Тёплое, остывающее солнце проглядывает сквозь стволы и ветви деревьев, пронизывает густой воздух, словно провожая последние деньки уходящей спокойной осени. Ковёр из листьев, которые дружно осыпались с высоких, посаженных здесь ещё в прошлом веке клёнов, устилают землю, пахнут прелой, пряно-кисловатой сыростью. Я чувствую этот до боли знакомый запах, но жёлтый цвет, присущий кленовым листьям, видится серым, невзрачным. Кажется, этот цвет был красив. Но это не точно.
Бугристые стволы деревьев с уходящими ввысь изрядно поредевшими верхушками чернеют, блестя скользкой маслянистой влажностью коры. Тропинка в парке равномерно усыпана засыхающими, словно обожжёнными по краям листьями, которые мягко шуршат под ногами – приятный, успокаивающий звук.
Осень щедра на яркие краски, жёлтый спектр которых я теперь не вижу.
В такую погоду милое дело неторопливо гулять по тропинке, даже если каждый шаг даётся с трудом. Сегодняшнее достижение для меня – дойти аж до самого парка – приписываю палке, на которую опираюсь при ходьбе. На костылях было неудобно – постоянно заваливалась вперёд. Спускаться на них по ступенькам было тем ещё испытанием. Врач сказал, что я восстановилась как будто довольно быстро: во всяком случае, смена костылей на палку – это достижение, которым однозначно можно гордиться. И уж куда лучше инвалидной коляски и ходунков, сменивших больничную койку вначале.

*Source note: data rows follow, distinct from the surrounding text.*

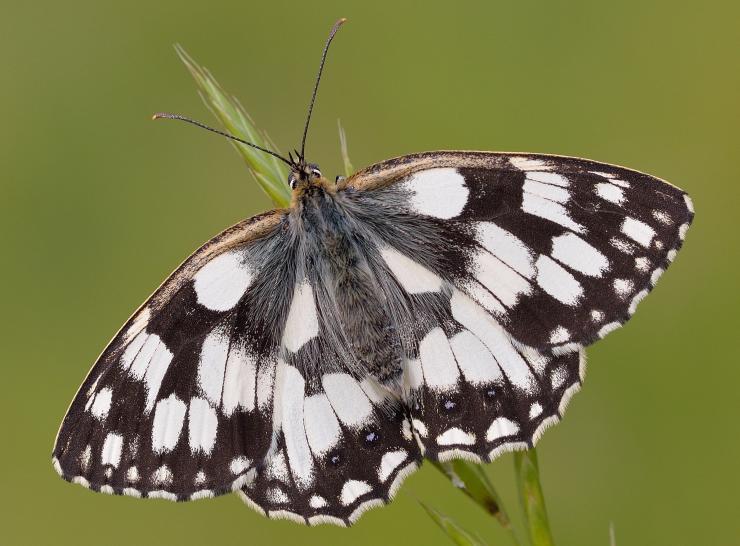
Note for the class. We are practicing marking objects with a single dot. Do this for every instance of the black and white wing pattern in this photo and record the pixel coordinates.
(511, 264)
(235, 376)
(435, 305)
(559, 250)
(178, 406)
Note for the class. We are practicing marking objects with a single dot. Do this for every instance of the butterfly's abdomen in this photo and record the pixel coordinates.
(359, 312)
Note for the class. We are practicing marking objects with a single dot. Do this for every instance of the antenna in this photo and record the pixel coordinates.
(333, 31)
(164, 115)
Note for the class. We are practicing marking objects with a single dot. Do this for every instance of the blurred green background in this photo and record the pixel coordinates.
(99, 204)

Парк шикарен – вдыхаю острый влажный воздух, пропахший листьями и грибами. Спину холодит мокрая от пота толстовка, коленки дрожат от напряжения, и это придаёт особую ценность тому, что я дошла. Рука теперь болит, правда, и голова кружится, но это всё мелочи по сравнению с этой охеренно большой кучей шуршащих кленовых листьев, – жизнь открывается всё новыми гранями, поражая многообразием и красотой. Восторгаться каждый раз одними и теми же явлениями, происходящими изо дня в день, с полуотбитой памятью становится естественным, по-детски восторженным занятием. «У-у-ух ты-ы-ы!» – с открытым от удивления ртом, увидев воду, которая каплями падает с неба – она холодная, мокрая, пропитывает одежду насквозь. «Ух ты!» – радостно вытаращив глаза через пару дней, снова увидев воду, которая каплями падает с неба, – мокрую, холодную воду. Которая пропитывает одежду насквозь. «Вот это да-а-а!» – оглядываясь в поисках того, с кем можно разделить этот восторг при виде, опять же, воды, которая каплями падает с неба спустя пару дней – такой мокрой, такой холодной.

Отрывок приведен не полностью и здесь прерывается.